Und unabhängig davon, wie sich die Wahrnehmung Polens verändert, sind 47% der vom ungarischen Meinungsforschungsinstitut Befragten der Meinung, dass Ungarn von den drei V4-Partnern die engsten Beziehungen zu Polen hat (13% nennen die Slowakei und 6% Tschechien), und 81% sind der Ansicht, dass die Zusammenarbeit zwischen Polen und Ungarn bei Gesprächen auf EU-Ebene noch weiter verstärkt werden sollte.
Alle sind sich über die Notwendigkeit einer regionalen Zusammenarbeit gegenüber Brüssel, Berlin und Paris einig
Wie die Teilnehmer der Konferenz vor dem Hintergrund der Meinungsverschiedenheiten in der Ukraine-Frage zwischen der ungarischen Delegation und den Delegationen der drei anderen Länder der Visegrád-Gruppe feststellten, bleibt die regionale Zusammenarbeit in Mitteleuropa ohnehin unerlässlich, um die in Brüssel, Berlin und Paris beliebten föderalistischen Bestrebungen zu bremsen und auch um ein Gegengewicht zum deutsch-französischen Paar innerhalb der EU zu bilden. Der Vertreter des atlantischen Think Tanks Centre for Transatlantic Relations am CEVRO-Institut in Prag erklärte: „Das Ende der V4 würde unseren politischen Tod bedeuten“. Und Polen bleibt aufgrund seiner Größe für Ungarn ein natürlicher und wünschenswerter regionaler Führer.
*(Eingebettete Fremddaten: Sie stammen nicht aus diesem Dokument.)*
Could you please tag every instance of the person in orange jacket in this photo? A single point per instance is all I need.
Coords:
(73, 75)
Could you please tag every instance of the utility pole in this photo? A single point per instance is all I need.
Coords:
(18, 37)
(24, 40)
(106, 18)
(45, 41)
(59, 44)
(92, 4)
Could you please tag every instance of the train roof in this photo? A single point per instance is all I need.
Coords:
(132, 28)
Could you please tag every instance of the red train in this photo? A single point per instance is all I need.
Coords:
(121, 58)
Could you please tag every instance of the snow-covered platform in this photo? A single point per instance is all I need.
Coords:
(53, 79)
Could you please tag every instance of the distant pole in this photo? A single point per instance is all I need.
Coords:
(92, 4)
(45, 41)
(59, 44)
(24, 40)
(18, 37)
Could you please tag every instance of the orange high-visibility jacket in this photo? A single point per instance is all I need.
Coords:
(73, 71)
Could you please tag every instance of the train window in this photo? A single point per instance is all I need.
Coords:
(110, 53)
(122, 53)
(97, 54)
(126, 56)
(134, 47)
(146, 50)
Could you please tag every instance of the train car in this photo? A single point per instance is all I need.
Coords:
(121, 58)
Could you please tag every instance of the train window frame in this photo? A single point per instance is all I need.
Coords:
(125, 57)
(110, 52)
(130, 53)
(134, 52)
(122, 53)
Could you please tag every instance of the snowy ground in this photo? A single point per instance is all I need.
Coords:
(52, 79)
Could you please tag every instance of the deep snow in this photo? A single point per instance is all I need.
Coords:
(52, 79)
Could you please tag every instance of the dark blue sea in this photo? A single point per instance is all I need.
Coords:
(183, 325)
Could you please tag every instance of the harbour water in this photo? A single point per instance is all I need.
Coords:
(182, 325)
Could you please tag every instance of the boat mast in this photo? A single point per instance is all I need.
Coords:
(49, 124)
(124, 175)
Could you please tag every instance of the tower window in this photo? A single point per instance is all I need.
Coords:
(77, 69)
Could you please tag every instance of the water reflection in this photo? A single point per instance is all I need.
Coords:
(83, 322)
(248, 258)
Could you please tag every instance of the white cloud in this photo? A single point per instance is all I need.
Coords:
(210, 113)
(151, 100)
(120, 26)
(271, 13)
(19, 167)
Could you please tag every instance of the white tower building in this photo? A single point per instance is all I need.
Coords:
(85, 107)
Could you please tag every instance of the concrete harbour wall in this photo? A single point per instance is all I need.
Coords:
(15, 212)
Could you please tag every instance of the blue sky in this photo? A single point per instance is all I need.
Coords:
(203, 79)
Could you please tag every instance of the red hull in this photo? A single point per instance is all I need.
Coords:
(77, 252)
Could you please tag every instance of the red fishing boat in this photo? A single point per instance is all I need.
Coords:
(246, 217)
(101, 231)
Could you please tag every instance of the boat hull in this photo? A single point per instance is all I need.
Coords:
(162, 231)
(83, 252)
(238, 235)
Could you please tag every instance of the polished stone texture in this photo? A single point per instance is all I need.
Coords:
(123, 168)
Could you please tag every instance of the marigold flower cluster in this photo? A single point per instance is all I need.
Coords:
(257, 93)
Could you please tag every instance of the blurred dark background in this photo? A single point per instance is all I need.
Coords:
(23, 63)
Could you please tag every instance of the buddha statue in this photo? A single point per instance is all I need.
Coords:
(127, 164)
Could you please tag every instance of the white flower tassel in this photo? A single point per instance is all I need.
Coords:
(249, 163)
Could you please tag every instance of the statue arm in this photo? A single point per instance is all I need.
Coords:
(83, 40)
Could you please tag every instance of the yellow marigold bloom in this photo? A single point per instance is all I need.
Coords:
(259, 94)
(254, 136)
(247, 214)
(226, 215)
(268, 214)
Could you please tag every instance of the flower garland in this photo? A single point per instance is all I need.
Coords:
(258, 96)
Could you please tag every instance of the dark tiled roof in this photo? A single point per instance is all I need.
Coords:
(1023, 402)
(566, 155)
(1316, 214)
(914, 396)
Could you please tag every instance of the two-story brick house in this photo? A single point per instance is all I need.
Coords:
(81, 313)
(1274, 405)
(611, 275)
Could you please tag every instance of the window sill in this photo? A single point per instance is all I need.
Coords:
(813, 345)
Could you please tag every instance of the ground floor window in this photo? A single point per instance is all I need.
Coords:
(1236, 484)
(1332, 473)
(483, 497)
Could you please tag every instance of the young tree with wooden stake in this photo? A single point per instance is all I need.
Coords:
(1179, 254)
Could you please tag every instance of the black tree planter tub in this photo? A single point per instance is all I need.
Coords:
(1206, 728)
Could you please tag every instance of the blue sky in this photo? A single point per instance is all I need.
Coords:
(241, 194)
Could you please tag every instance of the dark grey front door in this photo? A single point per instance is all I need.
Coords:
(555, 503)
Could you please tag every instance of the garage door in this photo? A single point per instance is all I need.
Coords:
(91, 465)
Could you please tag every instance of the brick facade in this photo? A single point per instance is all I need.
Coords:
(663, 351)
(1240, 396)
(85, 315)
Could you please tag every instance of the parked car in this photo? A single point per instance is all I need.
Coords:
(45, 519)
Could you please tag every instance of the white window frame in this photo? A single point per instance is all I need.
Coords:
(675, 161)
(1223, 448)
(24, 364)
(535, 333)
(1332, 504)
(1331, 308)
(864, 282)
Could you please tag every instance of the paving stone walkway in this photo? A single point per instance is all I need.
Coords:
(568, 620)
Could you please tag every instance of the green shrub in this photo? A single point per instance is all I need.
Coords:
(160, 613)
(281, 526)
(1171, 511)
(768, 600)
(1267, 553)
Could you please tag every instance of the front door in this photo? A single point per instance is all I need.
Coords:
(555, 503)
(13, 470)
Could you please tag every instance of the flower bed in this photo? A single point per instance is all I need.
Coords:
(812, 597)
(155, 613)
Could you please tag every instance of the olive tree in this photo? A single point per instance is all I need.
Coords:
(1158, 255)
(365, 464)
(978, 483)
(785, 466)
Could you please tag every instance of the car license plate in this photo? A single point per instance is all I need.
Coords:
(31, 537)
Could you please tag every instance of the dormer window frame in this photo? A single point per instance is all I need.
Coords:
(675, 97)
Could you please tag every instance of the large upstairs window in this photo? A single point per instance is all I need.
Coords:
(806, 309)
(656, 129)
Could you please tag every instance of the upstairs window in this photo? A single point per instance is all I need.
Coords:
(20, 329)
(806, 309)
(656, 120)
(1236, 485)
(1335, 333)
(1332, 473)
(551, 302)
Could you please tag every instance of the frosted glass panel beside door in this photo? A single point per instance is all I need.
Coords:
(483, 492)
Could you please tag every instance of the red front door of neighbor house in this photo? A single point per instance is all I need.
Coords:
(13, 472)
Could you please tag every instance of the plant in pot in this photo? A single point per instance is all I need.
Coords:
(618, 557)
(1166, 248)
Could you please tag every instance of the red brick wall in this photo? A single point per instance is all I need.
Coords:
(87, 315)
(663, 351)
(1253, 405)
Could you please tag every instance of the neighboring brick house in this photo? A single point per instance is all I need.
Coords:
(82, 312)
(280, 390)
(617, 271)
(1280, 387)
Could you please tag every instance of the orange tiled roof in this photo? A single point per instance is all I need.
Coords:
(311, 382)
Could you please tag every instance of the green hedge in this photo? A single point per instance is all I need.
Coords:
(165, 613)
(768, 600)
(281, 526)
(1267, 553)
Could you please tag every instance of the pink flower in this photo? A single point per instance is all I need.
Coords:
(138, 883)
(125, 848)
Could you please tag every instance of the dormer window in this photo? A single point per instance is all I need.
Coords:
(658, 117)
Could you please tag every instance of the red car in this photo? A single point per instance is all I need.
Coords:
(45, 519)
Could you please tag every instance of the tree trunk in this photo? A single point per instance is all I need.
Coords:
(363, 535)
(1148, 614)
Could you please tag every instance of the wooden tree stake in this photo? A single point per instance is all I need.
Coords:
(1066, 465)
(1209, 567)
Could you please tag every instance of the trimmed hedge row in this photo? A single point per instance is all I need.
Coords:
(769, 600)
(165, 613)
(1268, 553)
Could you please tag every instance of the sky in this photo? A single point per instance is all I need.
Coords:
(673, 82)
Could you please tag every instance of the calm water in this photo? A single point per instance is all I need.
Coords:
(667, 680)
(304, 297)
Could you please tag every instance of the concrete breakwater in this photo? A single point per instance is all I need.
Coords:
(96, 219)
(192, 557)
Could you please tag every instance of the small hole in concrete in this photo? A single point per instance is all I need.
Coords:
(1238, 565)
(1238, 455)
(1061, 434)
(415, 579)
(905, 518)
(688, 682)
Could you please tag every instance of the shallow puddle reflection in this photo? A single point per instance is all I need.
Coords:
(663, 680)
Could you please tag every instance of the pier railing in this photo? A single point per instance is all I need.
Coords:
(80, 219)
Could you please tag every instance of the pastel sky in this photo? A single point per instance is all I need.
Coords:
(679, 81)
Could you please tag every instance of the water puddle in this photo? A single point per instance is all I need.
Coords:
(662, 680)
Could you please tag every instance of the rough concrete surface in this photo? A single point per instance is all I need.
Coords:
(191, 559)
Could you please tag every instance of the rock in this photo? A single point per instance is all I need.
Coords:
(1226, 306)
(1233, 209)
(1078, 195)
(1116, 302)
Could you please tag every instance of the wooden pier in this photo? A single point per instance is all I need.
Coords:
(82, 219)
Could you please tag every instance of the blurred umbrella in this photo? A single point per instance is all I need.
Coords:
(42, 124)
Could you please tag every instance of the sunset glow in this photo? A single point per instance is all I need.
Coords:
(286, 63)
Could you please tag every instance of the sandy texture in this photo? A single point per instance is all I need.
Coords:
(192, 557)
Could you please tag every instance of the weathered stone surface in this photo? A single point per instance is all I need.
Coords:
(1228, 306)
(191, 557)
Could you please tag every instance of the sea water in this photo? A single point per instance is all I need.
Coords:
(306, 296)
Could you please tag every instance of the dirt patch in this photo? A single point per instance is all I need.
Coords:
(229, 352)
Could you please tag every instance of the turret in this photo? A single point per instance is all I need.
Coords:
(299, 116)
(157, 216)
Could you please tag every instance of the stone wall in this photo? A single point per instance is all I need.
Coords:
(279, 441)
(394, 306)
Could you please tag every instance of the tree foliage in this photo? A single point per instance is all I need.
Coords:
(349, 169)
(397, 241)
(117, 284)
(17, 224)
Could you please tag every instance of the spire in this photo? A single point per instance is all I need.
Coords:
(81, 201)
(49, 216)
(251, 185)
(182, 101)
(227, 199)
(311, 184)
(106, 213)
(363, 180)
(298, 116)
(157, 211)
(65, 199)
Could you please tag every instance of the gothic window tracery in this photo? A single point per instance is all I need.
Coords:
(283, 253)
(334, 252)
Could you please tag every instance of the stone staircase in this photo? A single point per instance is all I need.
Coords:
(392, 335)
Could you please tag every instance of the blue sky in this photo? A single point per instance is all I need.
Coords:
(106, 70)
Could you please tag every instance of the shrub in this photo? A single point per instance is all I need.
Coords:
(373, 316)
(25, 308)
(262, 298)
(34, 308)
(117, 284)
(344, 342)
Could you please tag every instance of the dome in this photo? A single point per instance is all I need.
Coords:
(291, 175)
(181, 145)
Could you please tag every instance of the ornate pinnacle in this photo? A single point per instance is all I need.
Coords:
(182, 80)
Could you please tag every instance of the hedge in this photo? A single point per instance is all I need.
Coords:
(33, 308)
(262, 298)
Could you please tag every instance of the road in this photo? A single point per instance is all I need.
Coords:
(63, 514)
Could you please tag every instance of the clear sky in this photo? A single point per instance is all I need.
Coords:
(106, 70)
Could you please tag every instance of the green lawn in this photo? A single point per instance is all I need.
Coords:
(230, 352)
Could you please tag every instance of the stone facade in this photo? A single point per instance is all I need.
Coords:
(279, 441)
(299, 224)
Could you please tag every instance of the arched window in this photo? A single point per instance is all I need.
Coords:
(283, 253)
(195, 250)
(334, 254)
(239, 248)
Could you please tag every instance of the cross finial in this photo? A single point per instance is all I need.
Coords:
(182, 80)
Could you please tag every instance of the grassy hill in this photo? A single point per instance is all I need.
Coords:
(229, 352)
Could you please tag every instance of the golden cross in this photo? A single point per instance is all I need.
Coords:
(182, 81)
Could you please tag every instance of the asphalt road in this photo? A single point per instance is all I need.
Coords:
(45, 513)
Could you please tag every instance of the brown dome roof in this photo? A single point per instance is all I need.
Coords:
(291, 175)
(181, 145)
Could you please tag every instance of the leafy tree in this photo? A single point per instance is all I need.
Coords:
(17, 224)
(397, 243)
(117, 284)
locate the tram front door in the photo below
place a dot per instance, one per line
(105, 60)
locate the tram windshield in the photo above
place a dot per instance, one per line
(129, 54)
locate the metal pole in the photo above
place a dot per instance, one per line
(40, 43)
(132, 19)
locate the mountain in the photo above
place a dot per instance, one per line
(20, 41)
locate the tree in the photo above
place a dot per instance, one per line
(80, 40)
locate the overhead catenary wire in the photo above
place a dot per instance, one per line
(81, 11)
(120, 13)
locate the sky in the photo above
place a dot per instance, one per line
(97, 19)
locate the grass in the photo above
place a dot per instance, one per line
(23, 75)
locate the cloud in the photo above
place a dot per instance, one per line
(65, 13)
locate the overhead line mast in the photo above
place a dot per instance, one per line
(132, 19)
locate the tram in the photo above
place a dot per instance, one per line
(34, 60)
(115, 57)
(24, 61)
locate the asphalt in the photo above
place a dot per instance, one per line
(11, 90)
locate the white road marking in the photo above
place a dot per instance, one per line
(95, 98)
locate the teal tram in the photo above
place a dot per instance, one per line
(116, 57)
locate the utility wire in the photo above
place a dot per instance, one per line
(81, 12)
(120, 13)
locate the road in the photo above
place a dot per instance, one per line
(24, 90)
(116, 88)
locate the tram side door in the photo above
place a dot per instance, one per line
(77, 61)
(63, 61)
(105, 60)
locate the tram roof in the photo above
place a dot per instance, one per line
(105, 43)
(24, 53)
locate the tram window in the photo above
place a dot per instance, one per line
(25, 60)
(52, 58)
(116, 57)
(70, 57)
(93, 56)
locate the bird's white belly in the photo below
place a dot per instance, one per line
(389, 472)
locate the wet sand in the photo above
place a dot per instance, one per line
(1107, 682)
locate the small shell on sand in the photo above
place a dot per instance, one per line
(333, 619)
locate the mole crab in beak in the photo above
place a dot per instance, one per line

Der Direktor des Zentrums für Geopolitik der Stiftung Mathias Corvinus Collegium (MCC) in Budapest nannte daher als Beispiel das EU-weite Einfuhrverbot für Getreide und andere Agrarprodukte aus der Ukraine, die seit letztem Jahr zollfrei sind. Ungarn, das mit den Problemen seiner Landwirte konfrontiert ist, die mit billigeren, aber nicht immer den EU-Standards entsprechenden Produkten konkurrieren, wollte diese Einfuhren bereits seit mehreren Monaten verbieten, um die Europäische Kommission zu einer Reaktion und einer Änderung der Einfuhrbestimmungen zu zwingen, konnte dies jedoch erst tun, als Polen sich am Samstag, den 15. April, selbst zu einem Einfuhrstopp entschloss, und zog damit nicht nur Ungarn, sondern auch die Slowakei, Rumänien und Bulgarien mit sich und zwang die Kommission, sich mit den fünf Ländern der Ostflanke an den Verhandlungstisch zu setzen, was das erklärte Ziel Warschaus war, wie es der polnische Landwirtschaftsminister Robert Telus bei der Bekanntgabe der Entscheidung zum Ausdruck gebracht hatte.